В 1 час ночи, стоя у прямого провода на вокзале, мы получили телеграфную ленту, которая вновь внесла резкие перемены. Эта лента содержала приказ Керенского полковнику Короткову в Оршу.
В этом приказе Керенский требовал немедленной организации наступления на Могилёв и ареста генерала Корнилова и других заговорщиков. Для нас, по прочтении этого приказа, стало ясно, что наша позиция оправдалась, что, заколебавшиеся было «сферы» спохватились и отказались от того плана, который незадолго до того поручен Алексееву.
Нам стало ясно, что миссия Алексеева не только осложняется, но, пожалуй, отпадает за ненадобностью. Как же теперь быть нам, членам Военного Бюро?
Конечно, необходимо ознакомить Алексеева с приказом Керенского. Быть может, благодаря этому, удастся сорвать план «гнилого компромисса»...
С глубоким волнением мы стали ждать приезда генерала Алексеева, предчувствуя, что приказ Керенского должен особенно сильно подкрепить точку зрения Военного Бюро на ликвидацию корниловского мятежа.
В два часа ночи нам сообщили, что прибыл поезд генерала Алексеева. Он спал в салон-вагоне, и мы были введены в соседний вагон к сопровождавшим генерала Вырубову и Филоненко.
Вырубов допытывался, в чём дело, но мы, конечно, хотели беседовать с генералом и попросили проводить нас к нему. Нас повели в салон-вагон, где нас встретил, заспанный старый генерал.
Алексеев был лет 65-ти, среднего роста, с бритым, изрезанным морщинами лицом и длинными седыми усами, с внимательным и зорким взглядом. Он принял нас стоя и, вероятно, несколько недоумевая по поводу столь позднего визита.
Мы изложили некоторые подробности произведённых нами военных операций в районе и точку зрения витебского Совета о недопустимости примирения и необходимости ареста Корнилова.
Мы также добавили, что в Орше готовится наступление на Могилёв и туда стягиваются войска, Алексеев очень взволновался и сказал:
— Всё это, господа, результат глубоких недоразумений, сложный клубок взаимного непонимания.

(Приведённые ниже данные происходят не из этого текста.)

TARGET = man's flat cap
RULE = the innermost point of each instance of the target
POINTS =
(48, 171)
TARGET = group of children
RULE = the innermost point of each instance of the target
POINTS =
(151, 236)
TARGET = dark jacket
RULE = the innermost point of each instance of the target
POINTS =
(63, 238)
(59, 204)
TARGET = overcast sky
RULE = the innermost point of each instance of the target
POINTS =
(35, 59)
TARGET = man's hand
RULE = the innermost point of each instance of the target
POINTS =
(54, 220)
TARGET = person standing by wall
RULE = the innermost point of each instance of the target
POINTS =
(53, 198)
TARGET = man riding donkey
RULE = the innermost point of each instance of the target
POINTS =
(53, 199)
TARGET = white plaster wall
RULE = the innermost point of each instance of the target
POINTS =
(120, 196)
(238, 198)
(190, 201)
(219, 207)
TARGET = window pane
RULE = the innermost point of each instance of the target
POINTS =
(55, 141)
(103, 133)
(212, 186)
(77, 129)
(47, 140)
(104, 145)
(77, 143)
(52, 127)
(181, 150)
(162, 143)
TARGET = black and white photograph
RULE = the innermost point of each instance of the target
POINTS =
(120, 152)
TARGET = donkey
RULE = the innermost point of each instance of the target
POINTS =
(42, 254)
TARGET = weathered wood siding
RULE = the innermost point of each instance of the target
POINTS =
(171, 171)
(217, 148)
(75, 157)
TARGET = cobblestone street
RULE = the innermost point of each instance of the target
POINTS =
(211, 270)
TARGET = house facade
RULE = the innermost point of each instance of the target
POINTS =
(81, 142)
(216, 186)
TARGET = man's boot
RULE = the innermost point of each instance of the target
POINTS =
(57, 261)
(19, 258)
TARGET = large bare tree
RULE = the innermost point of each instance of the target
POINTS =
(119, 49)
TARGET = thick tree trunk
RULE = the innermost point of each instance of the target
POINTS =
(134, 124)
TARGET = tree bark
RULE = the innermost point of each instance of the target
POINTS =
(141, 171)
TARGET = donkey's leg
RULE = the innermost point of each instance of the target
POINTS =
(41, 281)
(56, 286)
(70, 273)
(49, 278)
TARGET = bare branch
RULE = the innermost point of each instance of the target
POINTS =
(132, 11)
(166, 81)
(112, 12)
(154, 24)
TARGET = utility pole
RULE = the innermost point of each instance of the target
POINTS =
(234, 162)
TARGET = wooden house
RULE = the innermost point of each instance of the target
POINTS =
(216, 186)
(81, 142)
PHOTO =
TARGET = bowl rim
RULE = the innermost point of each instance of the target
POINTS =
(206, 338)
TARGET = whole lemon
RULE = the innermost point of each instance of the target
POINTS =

Перед отъездом в Петрограде мы вполне договорились с Александром Фёдоровичем. Мы выбрали мирный путь для улажения вопроса.
Я убеждён, что конфликт искусственно раздут, что он сам собой рассосётся. То, что вы делаете, — не требуется положением вещей, разлагает нашу армию и подрывает авторитет командного состава.
Я принял назначение в полном согласии с Временным Правительством и надеюсь, что мне удастся мирно договориться с генералом Корниловым.
Тогда я протянул Алексееву свёрнутую кружком ленту: вот приказ Керенского наступать на Могилев!.. Помню, генерал Алексеев разворачивал с конца телеграфную ленту и долго читал приказ Керенского полковнику Короткову.
— Ах, Александр Фёдорович! — воскликнул он несколько раз, как бы не считая возможным нам высказать все свои тяжёлые мысли по поводу непостоянства Керенского... Ах, Александр Федорович, ведь, кажется, мы в Петрограде обо всём договорились. Я заявил, что, только при условии мирного улаження конфликта, могу принять на себя это поручение, могу ехать в ставку...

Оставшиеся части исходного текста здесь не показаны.